Metropolitan Museum of Art — Egyptian Art (Open Access) · other

Basin

Source of record: Metropolitan Museum of Art — Egyptian Art (Open Access) — catalogued by the holding institution. View the original record →

Description

Copper

AI image analysis claude-haiku-4-5

Machine-generated from the object's image on May 2026. Not curatorial; treat deities, names, and signs below as the model's best reading, not authority.

A shallow, flared basin or vessel with a wide opening and tapered body, made of hammered copper with visible surface corrosion and patina consistent with ancient metalwork.

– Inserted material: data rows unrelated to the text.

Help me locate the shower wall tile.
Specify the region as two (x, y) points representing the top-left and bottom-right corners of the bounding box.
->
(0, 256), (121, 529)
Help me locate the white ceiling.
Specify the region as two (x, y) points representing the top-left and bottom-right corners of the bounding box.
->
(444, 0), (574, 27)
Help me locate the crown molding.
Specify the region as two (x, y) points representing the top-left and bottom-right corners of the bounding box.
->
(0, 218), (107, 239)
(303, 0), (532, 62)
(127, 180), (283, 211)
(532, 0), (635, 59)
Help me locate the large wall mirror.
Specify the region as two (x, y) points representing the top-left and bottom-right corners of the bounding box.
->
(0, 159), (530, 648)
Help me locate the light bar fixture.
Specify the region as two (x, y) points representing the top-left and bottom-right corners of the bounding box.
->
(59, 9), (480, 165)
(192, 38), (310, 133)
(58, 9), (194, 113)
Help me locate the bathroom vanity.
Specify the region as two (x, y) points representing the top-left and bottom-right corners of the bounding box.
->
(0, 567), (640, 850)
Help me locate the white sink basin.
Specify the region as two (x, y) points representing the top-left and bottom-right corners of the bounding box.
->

This is a utilitarian copper basin displaying the characteristic form of Old Kingdom metalwork. The vessel exhibits a conical to truncated pyramidal shape with a wide, slightly everted rim and a narrower base. The surface shows extensive green and brown patina typical of ancient copper oxidation, along with areas of mineral encrustation and corrosion deposits. The body appears to be fashioned from hammered sheet metal, evident from the smooth, continuous surface and the slight irregularities characteristic of hand-worked copper. The vessel shows no decorative surface treatment, suggesting a functional domestic or ceremonial purpose. The rim shows some weathering and edge degradation, but the overall form is well-preserved.

decorative good
Materials copper

Connections

Found at Saqqara
Materials StoneCopper
About this record's data
  • From the source institution — accession, description, dimensions, and dating are as catalogued by Metropolitan Museum of Art — Egyptian Art (Open Access).
  • AI-inferred — the image-analysis panel (deities, names, signs) is machine-generated and may be wrong.
  • Approximate location — most map points are plotted at the site centroid, not the exact findspot.
  • Inferred links — cross-references marked with a match method other than explicit-source-field were matched by us, not stated by the source.